Attacks in Iraq kill 10, including 8-year-old girl

AP News
Posted: Apr 29, 2011 6:51 PM
Attacks in Iraq kill 10, including 8-year-old girl

Attacks killed 10 people around Iraq on Friday, including the 8-year-old daughter of an imam who preached against violence and three police officers ambushed in Baghdad, officials said.

The string of bombings and shootings underlined the security concerns Iraq still faces as American troops prepare to leave the country by the end of this year. Iraq's prime minister maintains the country is able to provide for its own internal security, but U.S. officials say Iraq must decide soon whether to ask any of the remaining American forces to stay past their Dec. 31 departure date.

In Baghdad, a bomb went off in a predominantly Shiite neighborhood in southeastern Baghdad, killing three police commandos and one civilian and wounding 24 policemen and five civilians, said police and medical officials. As police arrived on the scene to investigate, a second bomb exploded.

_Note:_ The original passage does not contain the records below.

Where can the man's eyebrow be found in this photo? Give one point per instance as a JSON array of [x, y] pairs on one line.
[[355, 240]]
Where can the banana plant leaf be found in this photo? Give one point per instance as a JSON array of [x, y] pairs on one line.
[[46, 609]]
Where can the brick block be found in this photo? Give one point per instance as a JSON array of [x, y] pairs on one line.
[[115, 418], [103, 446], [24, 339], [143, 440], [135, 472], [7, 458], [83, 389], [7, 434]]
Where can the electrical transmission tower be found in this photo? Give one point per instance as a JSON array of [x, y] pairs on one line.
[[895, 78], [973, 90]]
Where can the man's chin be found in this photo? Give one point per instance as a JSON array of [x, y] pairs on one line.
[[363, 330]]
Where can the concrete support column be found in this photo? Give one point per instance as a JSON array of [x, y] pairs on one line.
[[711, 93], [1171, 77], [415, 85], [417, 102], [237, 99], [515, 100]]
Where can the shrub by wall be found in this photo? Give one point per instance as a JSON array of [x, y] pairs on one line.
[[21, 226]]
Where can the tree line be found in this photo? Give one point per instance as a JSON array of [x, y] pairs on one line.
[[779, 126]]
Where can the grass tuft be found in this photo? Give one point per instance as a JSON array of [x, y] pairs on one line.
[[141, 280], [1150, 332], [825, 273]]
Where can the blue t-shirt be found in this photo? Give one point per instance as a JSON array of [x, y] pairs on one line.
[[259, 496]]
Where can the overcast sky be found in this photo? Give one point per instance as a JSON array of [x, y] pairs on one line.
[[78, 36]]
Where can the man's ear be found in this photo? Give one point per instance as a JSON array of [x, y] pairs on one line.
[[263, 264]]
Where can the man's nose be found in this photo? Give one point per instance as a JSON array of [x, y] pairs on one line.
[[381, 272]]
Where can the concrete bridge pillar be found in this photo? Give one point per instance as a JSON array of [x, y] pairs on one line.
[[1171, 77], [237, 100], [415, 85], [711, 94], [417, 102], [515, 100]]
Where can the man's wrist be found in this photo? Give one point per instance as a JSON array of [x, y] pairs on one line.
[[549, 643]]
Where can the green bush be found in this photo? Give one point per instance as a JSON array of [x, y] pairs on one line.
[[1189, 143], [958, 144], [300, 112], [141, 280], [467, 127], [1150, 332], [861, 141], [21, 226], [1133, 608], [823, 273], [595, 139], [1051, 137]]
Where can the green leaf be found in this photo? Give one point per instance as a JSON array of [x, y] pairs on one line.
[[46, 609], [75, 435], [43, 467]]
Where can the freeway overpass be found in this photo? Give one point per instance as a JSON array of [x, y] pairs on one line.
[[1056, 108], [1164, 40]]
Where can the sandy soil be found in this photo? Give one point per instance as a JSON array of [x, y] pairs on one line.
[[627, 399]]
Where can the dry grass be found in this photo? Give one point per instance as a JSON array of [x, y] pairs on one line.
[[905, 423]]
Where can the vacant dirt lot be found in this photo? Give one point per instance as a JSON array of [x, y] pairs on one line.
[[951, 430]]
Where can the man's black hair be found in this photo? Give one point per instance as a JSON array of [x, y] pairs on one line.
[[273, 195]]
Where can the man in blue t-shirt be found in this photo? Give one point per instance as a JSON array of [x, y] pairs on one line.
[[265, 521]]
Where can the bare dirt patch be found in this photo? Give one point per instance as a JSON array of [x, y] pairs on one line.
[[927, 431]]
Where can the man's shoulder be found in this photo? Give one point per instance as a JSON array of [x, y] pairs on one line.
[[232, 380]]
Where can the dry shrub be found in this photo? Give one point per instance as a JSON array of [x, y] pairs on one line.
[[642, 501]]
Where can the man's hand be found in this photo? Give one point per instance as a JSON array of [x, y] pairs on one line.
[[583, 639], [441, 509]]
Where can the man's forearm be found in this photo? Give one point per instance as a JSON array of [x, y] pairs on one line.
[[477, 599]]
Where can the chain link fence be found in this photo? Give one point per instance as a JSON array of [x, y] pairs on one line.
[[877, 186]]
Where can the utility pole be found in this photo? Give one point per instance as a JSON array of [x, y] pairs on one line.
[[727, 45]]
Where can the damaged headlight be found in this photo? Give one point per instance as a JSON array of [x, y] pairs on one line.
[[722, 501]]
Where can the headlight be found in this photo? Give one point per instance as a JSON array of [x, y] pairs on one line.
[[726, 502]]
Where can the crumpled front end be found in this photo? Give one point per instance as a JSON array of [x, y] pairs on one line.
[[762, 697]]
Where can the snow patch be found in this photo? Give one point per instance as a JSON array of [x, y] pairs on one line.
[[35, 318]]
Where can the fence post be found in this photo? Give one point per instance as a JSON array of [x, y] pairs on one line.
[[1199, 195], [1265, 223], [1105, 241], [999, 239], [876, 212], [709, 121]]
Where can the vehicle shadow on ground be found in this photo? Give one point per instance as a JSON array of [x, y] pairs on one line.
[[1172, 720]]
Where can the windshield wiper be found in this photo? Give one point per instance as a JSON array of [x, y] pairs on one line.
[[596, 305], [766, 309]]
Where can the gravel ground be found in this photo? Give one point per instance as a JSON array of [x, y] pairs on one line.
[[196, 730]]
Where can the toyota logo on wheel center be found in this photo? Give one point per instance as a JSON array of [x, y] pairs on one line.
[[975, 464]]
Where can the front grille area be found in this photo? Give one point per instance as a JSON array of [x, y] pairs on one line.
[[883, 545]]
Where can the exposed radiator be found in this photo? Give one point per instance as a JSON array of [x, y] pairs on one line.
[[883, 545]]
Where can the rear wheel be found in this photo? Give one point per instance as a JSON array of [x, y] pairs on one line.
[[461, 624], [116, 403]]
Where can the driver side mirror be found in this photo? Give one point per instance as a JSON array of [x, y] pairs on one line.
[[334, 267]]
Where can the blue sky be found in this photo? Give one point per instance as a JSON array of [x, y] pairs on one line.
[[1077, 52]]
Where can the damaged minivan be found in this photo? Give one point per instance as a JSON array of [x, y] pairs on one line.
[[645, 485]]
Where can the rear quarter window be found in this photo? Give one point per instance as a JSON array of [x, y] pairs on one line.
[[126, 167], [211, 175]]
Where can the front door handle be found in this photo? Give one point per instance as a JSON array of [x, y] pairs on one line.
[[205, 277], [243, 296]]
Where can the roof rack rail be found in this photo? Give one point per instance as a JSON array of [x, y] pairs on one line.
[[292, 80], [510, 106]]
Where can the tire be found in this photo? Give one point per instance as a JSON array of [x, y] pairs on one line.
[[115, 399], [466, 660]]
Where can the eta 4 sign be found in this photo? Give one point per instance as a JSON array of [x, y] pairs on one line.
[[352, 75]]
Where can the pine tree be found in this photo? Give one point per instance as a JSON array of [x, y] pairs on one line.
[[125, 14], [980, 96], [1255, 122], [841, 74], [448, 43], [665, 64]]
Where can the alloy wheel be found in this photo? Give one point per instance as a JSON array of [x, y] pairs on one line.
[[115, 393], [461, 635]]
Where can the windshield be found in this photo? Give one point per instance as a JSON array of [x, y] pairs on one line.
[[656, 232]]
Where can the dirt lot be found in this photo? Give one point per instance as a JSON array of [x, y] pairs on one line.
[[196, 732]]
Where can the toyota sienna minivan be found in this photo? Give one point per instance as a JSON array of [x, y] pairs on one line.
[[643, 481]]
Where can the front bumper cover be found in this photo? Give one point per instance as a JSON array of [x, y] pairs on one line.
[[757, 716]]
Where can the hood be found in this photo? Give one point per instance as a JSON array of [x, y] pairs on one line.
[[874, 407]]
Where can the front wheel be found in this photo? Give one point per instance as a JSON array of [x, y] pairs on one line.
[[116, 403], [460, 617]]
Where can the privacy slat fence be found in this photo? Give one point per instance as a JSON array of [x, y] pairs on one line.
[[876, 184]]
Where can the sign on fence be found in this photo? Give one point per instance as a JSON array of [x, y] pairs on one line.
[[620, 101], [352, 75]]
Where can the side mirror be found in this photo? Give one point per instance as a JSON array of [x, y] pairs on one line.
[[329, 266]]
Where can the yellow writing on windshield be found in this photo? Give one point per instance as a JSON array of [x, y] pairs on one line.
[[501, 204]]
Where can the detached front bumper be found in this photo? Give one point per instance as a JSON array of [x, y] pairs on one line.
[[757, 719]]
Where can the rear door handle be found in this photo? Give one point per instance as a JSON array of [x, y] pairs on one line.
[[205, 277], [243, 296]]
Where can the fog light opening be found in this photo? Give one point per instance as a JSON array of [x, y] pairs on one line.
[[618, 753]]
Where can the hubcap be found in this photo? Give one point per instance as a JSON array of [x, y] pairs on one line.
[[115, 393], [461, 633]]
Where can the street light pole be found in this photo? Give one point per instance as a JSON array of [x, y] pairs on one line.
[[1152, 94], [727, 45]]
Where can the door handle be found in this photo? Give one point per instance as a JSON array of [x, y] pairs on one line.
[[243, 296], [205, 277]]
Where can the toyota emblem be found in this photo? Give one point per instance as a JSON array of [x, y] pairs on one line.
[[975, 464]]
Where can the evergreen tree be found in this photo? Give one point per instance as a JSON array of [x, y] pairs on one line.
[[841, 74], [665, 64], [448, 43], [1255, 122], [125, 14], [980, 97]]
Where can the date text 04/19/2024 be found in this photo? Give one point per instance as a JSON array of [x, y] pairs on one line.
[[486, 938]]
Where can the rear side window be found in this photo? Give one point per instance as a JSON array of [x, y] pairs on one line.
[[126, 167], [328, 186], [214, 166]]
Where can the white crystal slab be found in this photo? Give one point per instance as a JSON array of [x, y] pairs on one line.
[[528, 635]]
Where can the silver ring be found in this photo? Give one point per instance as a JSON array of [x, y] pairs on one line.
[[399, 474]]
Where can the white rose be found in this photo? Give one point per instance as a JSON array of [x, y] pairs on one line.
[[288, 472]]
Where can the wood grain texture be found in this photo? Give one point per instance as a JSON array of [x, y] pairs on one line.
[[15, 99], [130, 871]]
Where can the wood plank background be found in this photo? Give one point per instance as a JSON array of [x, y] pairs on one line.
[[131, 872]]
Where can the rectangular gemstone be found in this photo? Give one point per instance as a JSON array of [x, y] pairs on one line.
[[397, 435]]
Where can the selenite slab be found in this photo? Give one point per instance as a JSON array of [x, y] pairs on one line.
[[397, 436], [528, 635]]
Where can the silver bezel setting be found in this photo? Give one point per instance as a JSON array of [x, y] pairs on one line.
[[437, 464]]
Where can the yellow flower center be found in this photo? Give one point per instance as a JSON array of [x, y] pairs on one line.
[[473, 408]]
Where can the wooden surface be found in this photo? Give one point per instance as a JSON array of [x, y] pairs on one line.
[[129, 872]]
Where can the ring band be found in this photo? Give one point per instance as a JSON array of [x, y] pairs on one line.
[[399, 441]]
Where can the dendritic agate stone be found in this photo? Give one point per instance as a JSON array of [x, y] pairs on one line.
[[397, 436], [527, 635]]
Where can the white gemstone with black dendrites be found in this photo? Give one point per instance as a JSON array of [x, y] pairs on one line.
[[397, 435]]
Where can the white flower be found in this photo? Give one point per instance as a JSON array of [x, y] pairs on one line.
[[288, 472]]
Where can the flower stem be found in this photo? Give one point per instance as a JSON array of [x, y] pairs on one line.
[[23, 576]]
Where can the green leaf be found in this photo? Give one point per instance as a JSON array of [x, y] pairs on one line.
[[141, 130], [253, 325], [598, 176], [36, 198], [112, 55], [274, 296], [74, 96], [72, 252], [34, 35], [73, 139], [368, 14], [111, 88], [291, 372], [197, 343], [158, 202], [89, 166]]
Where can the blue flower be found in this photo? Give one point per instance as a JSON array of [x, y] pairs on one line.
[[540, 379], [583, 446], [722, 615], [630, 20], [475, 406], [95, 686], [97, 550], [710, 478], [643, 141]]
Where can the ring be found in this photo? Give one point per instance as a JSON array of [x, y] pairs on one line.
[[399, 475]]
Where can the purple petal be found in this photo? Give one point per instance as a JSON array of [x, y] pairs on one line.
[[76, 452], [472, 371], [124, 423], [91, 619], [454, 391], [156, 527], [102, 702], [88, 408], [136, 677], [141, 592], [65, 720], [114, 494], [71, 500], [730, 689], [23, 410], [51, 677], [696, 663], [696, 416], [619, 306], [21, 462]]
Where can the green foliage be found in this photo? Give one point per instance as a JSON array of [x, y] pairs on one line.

Insurgents often use such staggered blasts to lure in security and medical personnel who arrive on the scene to help and then fall victim to the subsequent blast.

In the mixed Sunni-Shiite province of Diyala, gunmen stormed the home of the imam in a small village 30 miles (50 kilometers) northeast of the provincial capital of Baqouba on Friday morning, police and medical officials said.

The imam, his wife and their 8-year-old daughter were killed. Police said the imam had preached against sectarian violence.

In the town of Buhriz, a former Saddam Hussein stronghold about 35 miles (60 kilometers) north of Baghdad, gunmen broke into a house and shot and killed three brothers who worked in an anti-al-Qaida militia.

All the officials spoke on condition of anonymity because they were not authorized to speak to the media.

Diyala province has been a hotbed of the insurgency and at one point in 2006 was proposed as the future capital of al-Qaida's Islamic State of Iraq. Since then, the situation has calmed considerably but a volatile ethnic mix of Sunnis, Shiites, Kurds and Turkomen help make it one of the least stable provinces in the country.